I have a Logitech G5 gaming mouse with SetPoint and UberOptions. Up until now, I've had custom button settings for just about all of my different apps and it ran beautifully. Just a bit ago, however, Google Chrome wasn't responding in the proper way. I open SetPoint and find that all the buttons have been somehow mapped to the same keystroke. I change the settings back to the way that I had them, but now it is not recoginizing the "middle mouse button" assigned to the "DPI Increase" button. I set this so that it's easier to open links in new tabs while browsing. Also, the DPI only switches between the defaults, even though the settings are still at my custom 4 DPI levels? Other functionality seems to be unaffected, it's just the DPI buttons not accepting the custom assignments.


----------



## Willimon (Mar 6, 2009)

I am having issues with the G5 buttons as well, although they behave a bit differently for me. Sometimes, when I return to desktop and leave my game or a window open, the system will not register the mouse on the desktop. I can run it all over my icons and they don't backlight, I can click them, nothing. I have to hit alt-tab-delete and bring up the control panel, then minimize it and, tadaa! Working again. What the hell? Sometimes when this happens I can use the icons on the desktop but not the tabs in the bar to navigate back to a window. Same solution.

When I visit my control panel, the MOUSE control screen still thinks I have my Microsoft Sidewinder installed, even though I've added Logitech's software.

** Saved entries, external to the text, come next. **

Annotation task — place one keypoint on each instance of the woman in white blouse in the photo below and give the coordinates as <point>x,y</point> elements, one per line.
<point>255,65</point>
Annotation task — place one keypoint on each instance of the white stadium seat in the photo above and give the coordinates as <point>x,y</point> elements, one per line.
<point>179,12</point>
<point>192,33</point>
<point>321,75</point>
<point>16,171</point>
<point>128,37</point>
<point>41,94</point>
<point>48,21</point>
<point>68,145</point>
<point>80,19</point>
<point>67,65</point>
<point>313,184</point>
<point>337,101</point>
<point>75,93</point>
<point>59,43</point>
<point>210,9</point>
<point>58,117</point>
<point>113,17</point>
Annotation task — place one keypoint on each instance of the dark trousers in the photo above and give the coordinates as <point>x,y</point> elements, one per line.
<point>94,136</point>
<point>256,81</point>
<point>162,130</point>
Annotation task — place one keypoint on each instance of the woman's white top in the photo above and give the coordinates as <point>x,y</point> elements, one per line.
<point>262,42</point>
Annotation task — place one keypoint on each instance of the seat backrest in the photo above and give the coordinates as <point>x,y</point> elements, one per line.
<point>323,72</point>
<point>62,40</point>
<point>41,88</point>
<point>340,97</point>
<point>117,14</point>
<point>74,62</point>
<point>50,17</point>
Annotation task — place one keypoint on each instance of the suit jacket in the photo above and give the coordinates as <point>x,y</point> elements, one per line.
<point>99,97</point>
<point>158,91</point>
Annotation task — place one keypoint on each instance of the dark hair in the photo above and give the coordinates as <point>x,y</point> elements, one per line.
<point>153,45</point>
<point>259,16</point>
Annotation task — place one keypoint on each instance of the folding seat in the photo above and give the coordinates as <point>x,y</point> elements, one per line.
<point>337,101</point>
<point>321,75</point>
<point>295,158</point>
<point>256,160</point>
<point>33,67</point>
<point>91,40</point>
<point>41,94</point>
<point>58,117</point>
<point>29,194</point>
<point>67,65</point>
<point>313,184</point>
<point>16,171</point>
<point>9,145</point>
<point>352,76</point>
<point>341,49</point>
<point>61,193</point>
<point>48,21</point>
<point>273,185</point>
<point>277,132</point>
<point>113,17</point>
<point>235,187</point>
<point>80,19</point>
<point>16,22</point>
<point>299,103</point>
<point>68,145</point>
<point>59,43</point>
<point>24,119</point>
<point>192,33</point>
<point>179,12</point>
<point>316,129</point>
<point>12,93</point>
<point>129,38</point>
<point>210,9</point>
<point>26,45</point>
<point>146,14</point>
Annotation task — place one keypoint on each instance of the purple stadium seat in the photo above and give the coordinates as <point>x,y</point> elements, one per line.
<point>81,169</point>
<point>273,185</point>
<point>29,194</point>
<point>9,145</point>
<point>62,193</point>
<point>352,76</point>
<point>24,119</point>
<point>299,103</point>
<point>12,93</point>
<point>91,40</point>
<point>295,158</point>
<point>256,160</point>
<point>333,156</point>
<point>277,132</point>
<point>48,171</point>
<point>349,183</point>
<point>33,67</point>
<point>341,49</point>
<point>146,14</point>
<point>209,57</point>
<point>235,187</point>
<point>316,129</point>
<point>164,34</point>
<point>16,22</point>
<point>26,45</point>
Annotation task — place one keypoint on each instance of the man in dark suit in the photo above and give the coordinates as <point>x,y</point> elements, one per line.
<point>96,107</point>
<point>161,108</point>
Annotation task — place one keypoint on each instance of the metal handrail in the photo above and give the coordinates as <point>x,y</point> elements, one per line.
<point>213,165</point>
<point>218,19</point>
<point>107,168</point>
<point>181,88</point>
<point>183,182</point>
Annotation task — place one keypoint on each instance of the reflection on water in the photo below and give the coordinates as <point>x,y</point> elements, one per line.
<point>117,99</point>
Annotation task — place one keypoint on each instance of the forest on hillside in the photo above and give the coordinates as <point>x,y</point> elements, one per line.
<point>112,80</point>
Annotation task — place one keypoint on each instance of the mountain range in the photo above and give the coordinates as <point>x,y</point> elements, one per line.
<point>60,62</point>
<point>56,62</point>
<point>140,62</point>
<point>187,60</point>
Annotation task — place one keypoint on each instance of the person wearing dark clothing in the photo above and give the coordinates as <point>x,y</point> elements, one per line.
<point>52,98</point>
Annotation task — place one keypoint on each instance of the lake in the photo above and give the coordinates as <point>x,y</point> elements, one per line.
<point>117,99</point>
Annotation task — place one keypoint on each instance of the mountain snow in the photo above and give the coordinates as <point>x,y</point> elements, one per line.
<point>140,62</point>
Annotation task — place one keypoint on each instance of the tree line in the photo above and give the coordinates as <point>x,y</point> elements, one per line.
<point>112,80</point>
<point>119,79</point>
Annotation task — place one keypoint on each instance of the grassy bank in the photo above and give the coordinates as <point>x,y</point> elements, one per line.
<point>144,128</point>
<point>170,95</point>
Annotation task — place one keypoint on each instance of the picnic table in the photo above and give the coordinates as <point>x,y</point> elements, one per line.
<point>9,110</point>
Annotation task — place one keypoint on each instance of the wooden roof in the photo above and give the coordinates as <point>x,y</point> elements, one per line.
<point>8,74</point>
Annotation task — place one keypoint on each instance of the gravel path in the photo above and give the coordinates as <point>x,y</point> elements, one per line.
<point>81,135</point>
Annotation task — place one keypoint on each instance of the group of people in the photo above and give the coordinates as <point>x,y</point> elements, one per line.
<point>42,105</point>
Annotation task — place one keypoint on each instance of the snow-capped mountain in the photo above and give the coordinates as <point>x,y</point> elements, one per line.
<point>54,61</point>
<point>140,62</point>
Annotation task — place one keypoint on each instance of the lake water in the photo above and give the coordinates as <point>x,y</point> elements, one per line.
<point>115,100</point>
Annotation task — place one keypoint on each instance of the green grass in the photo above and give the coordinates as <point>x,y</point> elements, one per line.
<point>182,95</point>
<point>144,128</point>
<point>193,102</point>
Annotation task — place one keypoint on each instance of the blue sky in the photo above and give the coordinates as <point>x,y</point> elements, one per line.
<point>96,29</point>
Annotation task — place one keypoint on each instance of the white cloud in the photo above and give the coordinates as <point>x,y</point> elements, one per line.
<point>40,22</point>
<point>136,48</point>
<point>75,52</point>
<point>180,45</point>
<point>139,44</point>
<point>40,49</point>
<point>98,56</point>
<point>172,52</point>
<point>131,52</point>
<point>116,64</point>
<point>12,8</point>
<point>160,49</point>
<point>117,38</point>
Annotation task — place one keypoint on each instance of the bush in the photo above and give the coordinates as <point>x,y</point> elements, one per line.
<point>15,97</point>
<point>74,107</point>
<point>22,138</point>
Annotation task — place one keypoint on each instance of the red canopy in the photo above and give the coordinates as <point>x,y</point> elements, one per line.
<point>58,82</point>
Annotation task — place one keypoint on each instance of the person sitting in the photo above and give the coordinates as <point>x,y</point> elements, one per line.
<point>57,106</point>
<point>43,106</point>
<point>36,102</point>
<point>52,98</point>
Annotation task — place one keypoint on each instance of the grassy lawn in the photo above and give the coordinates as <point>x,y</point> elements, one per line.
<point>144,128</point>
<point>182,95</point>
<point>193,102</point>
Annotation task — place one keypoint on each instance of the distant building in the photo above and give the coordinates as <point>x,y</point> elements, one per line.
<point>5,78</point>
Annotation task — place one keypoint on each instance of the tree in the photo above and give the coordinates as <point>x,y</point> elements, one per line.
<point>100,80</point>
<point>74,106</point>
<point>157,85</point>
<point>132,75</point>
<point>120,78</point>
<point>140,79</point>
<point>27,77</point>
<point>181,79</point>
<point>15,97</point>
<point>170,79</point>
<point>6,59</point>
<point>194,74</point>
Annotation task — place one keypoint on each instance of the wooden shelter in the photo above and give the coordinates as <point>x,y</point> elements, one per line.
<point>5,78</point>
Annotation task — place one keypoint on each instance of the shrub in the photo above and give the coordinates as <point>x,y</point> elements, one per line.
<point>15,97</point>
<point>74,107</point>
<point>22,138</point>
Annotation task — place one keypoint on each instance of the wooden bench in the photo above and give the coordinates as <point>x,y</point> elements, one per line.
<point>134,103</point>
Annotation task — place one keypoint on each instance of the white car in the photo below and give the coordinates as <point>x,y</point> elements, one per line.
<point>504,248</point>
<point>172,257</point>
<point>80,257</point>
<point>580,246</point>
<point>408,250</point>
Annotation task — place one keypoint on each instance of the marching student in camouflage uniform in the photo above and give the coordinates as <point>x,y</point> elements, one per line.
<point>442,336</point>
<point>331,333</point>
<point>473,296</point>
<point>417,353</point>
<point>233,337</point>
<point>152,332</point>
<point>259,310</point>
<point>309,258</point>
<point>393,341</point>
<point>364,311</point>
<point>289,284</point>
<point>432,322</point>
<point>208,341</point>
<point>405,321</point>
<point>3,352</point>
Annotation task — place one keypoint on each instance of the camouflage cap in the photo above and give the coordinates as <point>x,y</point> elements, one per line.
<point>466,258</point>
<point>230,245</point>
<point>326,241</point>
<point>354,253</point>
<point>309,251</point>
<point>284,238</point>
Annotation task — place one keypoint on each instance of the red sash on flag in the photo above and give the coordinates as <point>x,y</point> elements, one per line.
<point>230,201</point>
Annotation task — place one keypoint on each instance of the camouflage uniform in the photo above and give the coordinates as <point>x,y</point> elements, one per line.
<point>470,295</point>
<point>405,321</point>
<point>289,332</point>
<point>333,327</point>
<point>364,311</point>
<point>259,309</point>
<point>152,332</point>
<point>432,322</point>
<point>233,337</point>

I don't even see the G5 as a drop down menu option.

I think it's a conspiracy.


----------



## McNinja (Jun 22, 2008)

uninstall the setpoint driver with revo uninstaller under advanced uninstall
http://www.revouninstaller.com/

and download latest driver
http://www.logitech.com/index.cfm/428/359&cl=ca,en?osid=13


----------



## Willimon (Mar 6, 2009)

Mcninjaguy said:


> uninstall the setpoint driver with revo uninstaller under advanced uninstall
> http://www.revouninstaller.com/
> 
> and download latest driver
> http://www.logitech.com/index.cfm/428/359&cl=ca,en?osid=13


Thanks for the Revo Uninstaller heads up. I've tried it, reinstalled, and no reoccurence yet (knock on wood).

Only thing is, someone at the site you linked may have forgotten to pay the bill. Site is suspended. I managed to download it from Download.com, though.

Thanks for your prompt reply! ray:


----------



## McNinja (Jun 22, 2008)

yea I should've just posted a link for the main download site for logitech

I've got the G9 gaming mouse and I love logitech for their mice, keyboards and speakers


----------